The IMF And Corruption In Client Countries
June 10, 1996
Some observers of International Monetary Fund practices charge that the agency is not doing enough to attack private and public sector corruption in the countries it serves. They say that corrupt practices in these countries are discouraging private investors from lending to emerging businesses, thereby undermining efforts to achieve economic and political stability, as well as improving the financial prospects of ordinary citizens.
Some experts are recommending that IMF change its lending practices and other policies:
- Current lending policies should be revamped so as to avoid lending to countries which are pursuing irresponsible economic policies in developing nations.

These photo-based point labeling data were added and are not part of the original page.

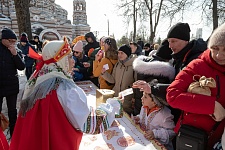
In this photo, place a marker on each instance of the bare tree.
(23, 16)
(211, 10)
(153, 21)
(131, 10)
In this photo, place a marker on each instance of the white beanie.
(51, 49)
(78, 47)
(218, 37)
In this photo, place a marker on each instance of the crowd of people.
(159, 75)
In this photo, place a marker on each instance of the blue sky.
(98, 11)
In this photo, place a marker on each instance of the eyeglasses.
(11, 40)
(76, 52)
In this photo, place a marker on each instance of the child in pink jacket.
(155, 118)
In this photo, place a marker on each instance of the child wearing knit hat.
(80, 72)
(155, 118)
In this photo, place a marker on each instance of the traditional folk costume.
(54, 112)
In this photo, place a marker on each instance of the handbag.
(4, 122)
(202, 86)
(191, 138)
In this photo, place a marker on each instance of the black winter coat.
(188, 53)
(148, 69)
(9, 82)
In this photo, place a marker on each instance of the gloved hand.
(219, 112)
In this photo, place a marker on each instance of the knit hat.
(8, 34)
(158, 92)
(23, 37)
(218, 37)
(78, 47)
(126, 49)
(164, 51)
(147, 45)
(36, 37)
(180, 31)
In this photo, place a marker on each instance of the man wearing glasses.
(10, 61)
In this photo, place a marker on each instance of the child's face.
(147, 101)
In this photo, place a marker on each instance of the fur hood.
(154, 67)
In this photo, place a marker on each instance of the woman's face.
(147, 101)
(106, 46)
(133, 48)
(218, 54)
(121, 55)
(71, 62)
(76, 54)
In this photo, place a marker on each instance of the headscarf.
(51, 70)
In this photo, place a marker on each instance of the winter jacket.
(91, 59)
(97, 69)
(94, 45)
(82, 69)
(122, 76)
(161, 123)
(188, 53)
(149, 68)
(29, 62)
(198, 108)
(38, 45)
(138, 51)
(9, 82)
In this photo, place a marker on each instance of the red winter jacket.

- The IMF should make it clear that countries overcome by corruption -- a frequent problem in some third world nations -- will not be coddled, nor will aid constantly be available to repair just enough of the damage done by corruption to attract foreign investment.
- Further, the IMF should abandon its perennial prescription of devaluation and tax increases to solve the problems of economically unstable countries, since devaluation is more likely to cause domestic inflation that stifles growth than to stimulate exports, while tax increases tend to destabilize democratically elected governments.
Finally, critics suggest that American taxpayers begin to ask themselves why they should fund and support an IMF that repeatedly comes to the aid of those around the world who try to sabotage the rule of law.